Table 3. Swelling degree (SD), Ion Exchange Capacity (IEC), Fixed charge density (${\mathrm{CD}}_{\mathrm{fix}}$), Permselectivity (S), and Electrical resistance (ER) with standard error (SE, $n=3$) of the synthesized CEM before and after modification. We also include reference values found in the literature [43,46], and values for two commercially available CEMs, an CMX and a Fujifilm Type 10 CEM [3,71].

Membrane	SD ± SE	IEC ± SE	${\mathbf{CD}}_{\mathbf{fix}}$ ± SE	S± SE	ER ± SE
	(%)	(meq $\mathbf{g}$−1)	(meq $\mathbf{g}$−1)	(%)	($\mathsf{\Omega }$ cm${}^2$)
CEM *	4.0 ± 0.1	1.3 ± 0.2	33.6 ± 4.8	90.0 ± 0.3	6.77 ± 0.14
Modified-CEM *	4.5 ± 0.7	1.6 ± 0.1	36.6 ± 3.0	90.9 ± 0.7	3.10 ± 0.32
CEM †	25	1.45	5.8	79	23
Modified-CEM †	43	1.53	3.5	67	12
CMX ‡	18	1.62	8.8	99	2.91
Fujifilm Type 10 CEM ‡	21	1.67	7.95	94.7	2.3

* This work. ^† Reference. ^‡ Commercial.

presents the SD, IEC, ${\mathrm{CD}}_{\mathrm{fix}}$, S, and ER of the synthesized CEM before and after modification.

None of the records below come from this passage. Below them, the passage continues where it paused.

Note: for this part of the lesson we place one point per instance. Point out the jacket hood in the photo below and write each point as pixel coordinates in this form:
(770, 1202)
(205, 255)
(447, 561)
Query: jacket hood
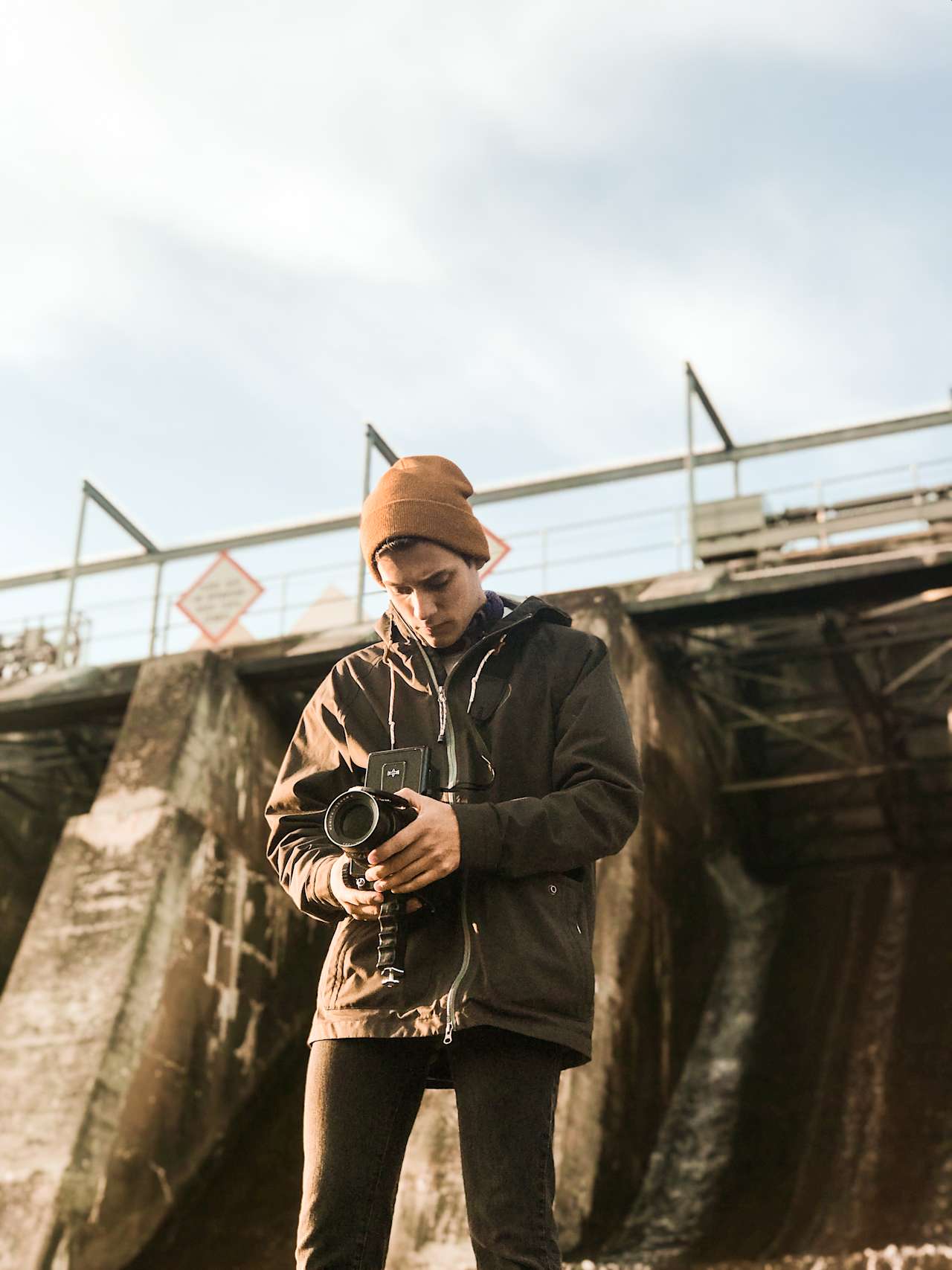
(393, 630)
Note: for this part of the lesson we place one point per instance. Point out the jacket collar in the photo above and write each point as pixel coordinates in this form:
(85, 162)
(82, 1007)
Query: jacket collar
(396, 634)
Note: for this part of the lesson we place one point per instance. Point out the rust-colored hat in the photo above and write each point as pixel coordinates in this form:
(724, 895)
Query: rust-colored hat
(422, 497)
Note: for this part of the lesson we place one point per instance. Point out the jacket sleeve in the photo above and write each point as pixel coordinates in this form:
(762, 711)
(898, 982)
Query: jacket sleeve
(596, 790)
(315, 770)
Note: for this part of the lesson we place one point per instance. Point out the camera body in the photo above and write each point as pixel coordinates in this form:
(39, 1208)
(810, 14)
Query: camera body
(364, 815)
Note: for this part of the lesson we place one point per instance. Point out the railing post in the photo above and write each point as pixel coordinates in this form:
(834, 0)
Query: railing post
(689, 460)
(156, 602)
(362, 565)
(71, 594)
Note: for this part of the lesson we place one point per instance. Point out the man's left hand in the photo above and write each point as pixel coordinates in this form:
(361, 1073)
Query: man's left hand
(419, 853)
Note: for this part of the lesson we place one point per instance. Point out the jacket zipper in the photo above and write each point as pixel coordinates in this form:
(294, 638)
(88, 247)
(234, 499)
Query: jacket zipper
(452, 772)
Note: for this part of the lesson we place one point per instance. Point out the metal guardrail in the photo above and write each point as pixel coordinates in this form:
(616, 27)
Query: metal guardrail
(596, 550)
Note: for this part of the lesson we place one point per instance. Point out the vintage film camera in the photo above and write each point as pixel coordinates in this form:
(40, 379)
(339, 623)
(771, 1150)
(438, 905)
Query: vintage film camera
(363, 817)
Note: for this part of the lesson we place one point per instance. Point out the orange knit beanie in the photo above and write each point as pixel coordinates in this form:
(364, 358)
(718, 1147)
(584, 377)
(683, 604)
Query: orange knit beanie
(422, 497)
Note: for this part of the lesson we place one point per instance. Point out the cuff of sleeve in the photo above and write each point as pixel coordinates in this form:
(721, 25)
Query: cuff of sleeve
(480, 838)
(319, 883)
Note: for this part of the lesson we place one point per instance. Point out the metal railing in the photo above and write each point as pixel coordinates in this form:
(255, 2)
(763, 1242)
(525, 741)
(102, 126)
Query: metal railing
(555, 557)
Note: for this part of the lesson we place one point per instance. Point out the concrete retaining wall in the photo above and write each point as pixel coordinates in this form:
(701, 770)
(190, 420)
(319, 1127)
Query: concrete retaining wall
(160, 975)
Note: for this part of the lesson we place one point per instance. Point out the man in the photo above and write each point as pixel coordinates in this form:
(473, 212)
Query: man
(536, 777)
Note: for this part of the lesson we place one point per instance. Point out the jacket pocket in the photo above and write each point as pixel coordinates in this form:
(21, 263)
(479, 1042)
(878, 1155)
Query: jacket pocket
(536, 954)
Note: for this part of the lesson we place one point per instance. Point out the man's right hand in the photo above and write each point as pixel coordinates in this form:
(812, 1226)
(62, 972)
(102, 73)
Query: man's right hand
(362, 905)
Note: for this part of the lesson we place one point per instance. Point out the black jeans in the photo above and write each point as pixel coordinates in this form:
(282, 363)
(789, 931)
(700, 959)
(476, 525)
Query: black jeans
(361, 1103)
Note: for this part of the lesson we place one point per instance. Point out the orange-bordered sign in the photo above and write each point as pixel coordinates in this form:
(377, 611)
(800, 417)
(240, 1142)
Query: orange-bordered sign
(498, 550)
(216, 600)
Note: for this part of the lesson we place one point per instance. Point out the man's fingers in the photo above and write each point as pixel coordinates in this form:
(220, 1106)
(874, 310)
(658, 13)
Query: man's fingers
(396, 864)
(399, 842)
(418, 883)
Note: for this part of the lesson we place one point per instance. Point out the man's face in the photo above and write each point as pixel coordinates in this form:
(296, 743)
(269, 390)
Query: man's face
(433, 589)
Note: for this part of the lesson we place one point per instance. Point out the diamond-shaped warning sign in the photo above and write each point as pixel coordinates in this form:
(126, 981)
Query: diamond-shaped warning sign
(498, 550)
(217, 600)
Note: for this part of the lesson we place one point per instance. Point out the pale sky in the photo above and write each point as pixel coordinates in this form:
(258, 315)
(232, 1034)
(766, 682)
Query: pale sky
(233, 233)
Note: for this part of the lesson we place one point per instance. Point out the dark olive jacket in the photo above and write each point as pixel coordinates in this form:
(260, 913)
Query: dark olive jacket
(532, 745)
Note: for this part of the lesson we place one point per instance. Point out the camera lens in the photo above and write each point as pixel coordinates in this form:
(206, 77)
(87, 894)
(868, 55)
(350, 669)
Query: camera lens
(356, 822)
(362, 818)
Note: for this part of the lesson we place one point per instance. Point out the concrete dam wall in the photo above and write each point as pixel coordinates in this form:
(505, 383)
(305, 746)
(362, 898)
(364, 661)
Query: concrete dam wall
(771, 1074)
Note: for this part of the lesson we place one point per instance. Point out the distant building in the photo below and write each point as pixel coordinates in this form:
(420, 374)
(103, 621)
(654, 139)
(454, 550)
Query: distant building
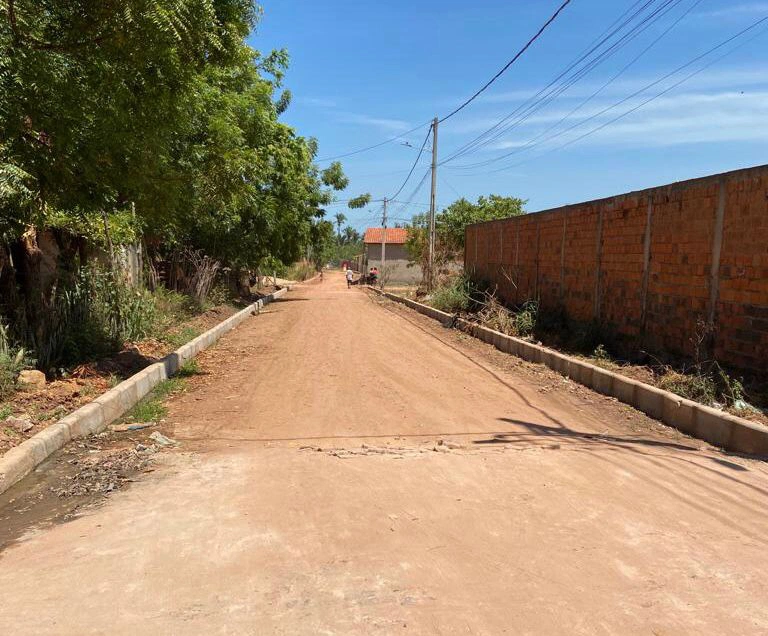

We also include reference values found in the literature, and values for two commercially available CEMs.

Comparing both synthesized CEMs and our measured IEC is comparable with the reported value, which indicates a similar amount of ion exchange groups per dried membrane; however, our SD value is significantly smaller. In general, high water content can provide more and wider transfer channels for the co- and counter-ion transportation, and decreases ion selectivity. These performance differences could be caused by the reagent characteristics, specifically the PVC used as a polymeric based binder. The molar mass of the PVC can have a significant influence on the structure and transport rate characteristics of PVC membranes. In ultrafiltration membranes, increasing molar mass can decrease porosity, mean radius, and pore volume [73]. We can assume that the difference between our membranes and membranes reported in the literature (often with unknown molar mass) may be entirely due to this fact. Comparing both synthesized CEMs, we can observe that the three parameters reported in Table 3 are slightly higher for the modified-CEM than in the CEM. These differences are due to the hydrophilic characteristics of the CA, even if the overall membrane has a higher hydrophobicity. The hydrophilicity of CA generates a higher adsorption of water molecules, increasing the SD with a possible loss of mechanical strength; such water adsorption facilitates ion transportation which increases the IEC value, and thus the permselectivity ${\mathrm{CD}}_{\mathrm{fix}}$.

4. Conclusions

In this work, poly(epichlorohydrin) based anion exchange membrane and poly(vinylchloride) based cation exchange membrane were prepared at laboratory scale (255 $\mathrm{c}$$\mathrm{m}$²) via solvent evaporation technique. Superficial and structural modifications were performed on the poly(epichlorohydrin) based anion exchange membrane and the poly(vinylchloride) based cation exchange membrane, respectively. For the anion exchange membrane modification, poly(ethylenimine) and glutaraldehyde were used as modifier agents. Cellulose acetate was used to performed the cation exchange membrane modification. The superficial modification of the anion exchange membrane with poly(ethylenimine) allows a decrease of the water content in the membrane, which in turn increases the fixed-charge density and permselectivity. The structural modification on the cation exchange membrane was verified through scanning electron microscope images along with their elemental analysis. The characterization performed in the modified cation exchange membrane suggests a more hydrophobic surface along with a slight increase in membrane water content, ion transportation, and permselectivity in comparison with the unmodified cation exchange membrane. The results obtained in both modified membranes suggest that an enhanced performance for blue energy generation can be expected from these membranes using the reverse electrodialysis technique.